Now that we have the fingerprint of all mvp winners over the last 10 seaons, let's create a composite fingerprint by taking the max value in each feature group.

In [None]:
# Sum the fingerprints for all MVPs across seasons
summed_fp = np.sum(mvpfps, axis=0)

# Create a composite fingerprint of zeros
composite_fp = np.zeros_like(summed_fp)
# Reshape the summed fingerprint to group features in sets of 4 (length of quant_list)
feat_groups = summed_fp.reshape(-1, len(quant_list))
# Find the index of the max value in each feature group
max_idx = feat_groups.argmax(axis=1)
# Create an array of row indices for the feature groups
rows = np.arange(feat_groups.shape[0])
# Set the max value in each feature group to 1
composite_fp.reshape(-1, len(quant_list))[rows, max_idx] = 1

### Create and Analyze 2025 Fingerprints

Create the fingerprints for the 2025 hitters and compare them against the composite MVP fingerprint.

In [None]:
df_2025 = df[df["year"] == 2025].copy()

feat_quants = generate_quantiles(df_2025, stat_features)
df_2025["Fingerprint"] = df_2025.apply(lambda x: binnedfp(x, feat_quants), axis=1)

fp = np.array(df_2025["Fingerprint"].tolist(), dtype=np.float32)  
players = df_2025["name"].to_numpy()
n = len(fp)

mvp_race = []
for i in range(n):
    sim = tanimoto(fp[i], composite_fp)
    player = players[i]
    d = {}
    d["Player"] = player
    d["Similarity"] = sim
    mvp_race.append(d)

### Sort the Tanimoto Similarities

Let's look at just the top 10 players based on similarity.

In [10]:
mvp_race = pd.DataFrame(mvp_race)
mvp_race = mvp_race.sort_values(by="Similarity", ascending=False)
mvp_race.head(10)

Unnamed: 0,Player,Similarity
18,Aaron Judge,0.882353
58,Shohei Ohtani,0.722222
56,Kyle Schwarber,0.47619
78,Juan Soto,0.318182
79,Oneil Cruz,0.315789
68,Cal Raleigh,0.304348
91,Kyle Stowers,0.24
93,Will Smith,0.208333
80,Jonathan Aranda,0.2
39,Pete Alonso,0.192308


## Results

**AL MVP Race**
| Rank | Player | Similarity |
|--|--|--|
| 1st | Aaron Judge | 0.88 |
| 2nd | Cal Raleigh | 0.32 |
| 3rd | Jonathan Aranda | 0.20 |

**NL MVP Race**
| Rank | Player | Similarity |
|--|--|--|
| 1st | Shohei Ohtani | 0.72 |
| 2nd | Kyle Schwarber | 0.48 |
| 3rd | Juan Soto | 0.32 |
| 3rd | Oneil Cruz | 0.32 |


**The results are in!** Based on fingerprint similarity, Aaron Judge is projected to win his 3rd MVP while Shohei Ohtani claims his 4th.

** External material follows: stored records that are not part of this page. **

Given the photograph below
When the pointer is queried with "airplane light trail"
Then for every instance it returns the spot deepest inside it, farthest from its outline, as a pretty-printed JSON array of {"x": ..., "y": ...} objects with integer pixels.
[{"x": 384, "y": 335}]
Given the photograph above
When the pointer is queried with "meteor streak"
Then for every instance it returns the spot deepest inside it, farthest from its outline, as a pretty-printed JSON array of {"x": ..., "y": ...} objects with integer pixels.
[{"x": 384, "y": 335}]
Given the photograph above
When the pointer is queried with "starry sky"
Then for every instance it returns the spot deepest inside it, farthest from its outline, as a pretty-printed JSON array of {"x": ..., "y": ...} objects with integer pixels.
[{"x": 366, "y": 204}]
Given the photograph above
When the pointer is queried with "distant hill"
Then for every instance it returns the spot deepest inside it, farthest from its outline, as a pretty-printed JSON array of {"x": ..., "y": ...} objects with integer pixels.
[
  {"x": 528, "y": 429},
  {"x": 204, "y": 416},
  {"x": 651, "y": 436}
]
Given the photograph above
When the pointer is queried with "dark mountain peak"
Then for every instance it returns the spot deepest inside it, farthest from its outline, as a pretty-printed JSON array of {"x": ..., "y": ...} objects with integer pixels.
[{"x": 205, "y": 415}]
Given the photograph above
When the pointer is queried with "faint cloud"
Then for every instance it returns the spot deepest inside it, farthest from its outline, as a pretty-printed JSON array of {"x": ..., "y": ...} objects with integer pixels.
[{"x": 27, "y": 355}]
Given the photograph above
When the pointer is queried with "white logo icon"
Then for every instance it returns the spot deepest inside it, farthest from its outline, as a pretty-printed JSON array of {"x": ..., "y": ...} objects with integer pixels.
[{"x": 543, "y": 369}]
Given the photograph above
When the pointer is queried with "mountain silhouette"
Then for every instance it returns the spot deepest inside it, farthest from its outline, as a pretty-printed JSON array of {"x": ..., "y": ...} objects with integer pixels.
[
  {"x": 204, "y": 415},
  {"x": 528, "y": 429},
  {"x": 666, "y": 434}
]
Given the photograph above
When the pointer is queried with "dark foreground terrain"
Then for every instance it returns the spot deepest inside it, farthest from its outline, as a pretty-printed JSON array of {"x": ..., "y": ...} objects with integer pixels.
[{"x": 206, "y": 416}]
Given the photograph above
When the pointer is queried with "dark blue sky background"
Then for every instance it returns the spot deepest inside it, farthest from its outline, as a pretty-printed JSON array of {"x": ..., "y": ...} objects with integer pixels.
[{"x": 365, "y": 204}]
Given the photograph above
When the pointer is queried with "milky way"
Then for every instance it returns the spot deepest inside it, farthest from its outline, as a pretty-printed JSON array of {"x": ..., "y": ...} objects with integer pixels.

However, this exercise does not account for defensive value, which could move Cal Raleigh higher on some ballots. It also does not consider that MVP voting is decided by baseball writers, who do not always choose the most obvious candidate, particularly if a player is having a slightly less extraordinary season compared to a multi-time winner. They may be inclined to reward the unexpected performance over the expected. This also assumes that only hitters are going to be considered for MVP.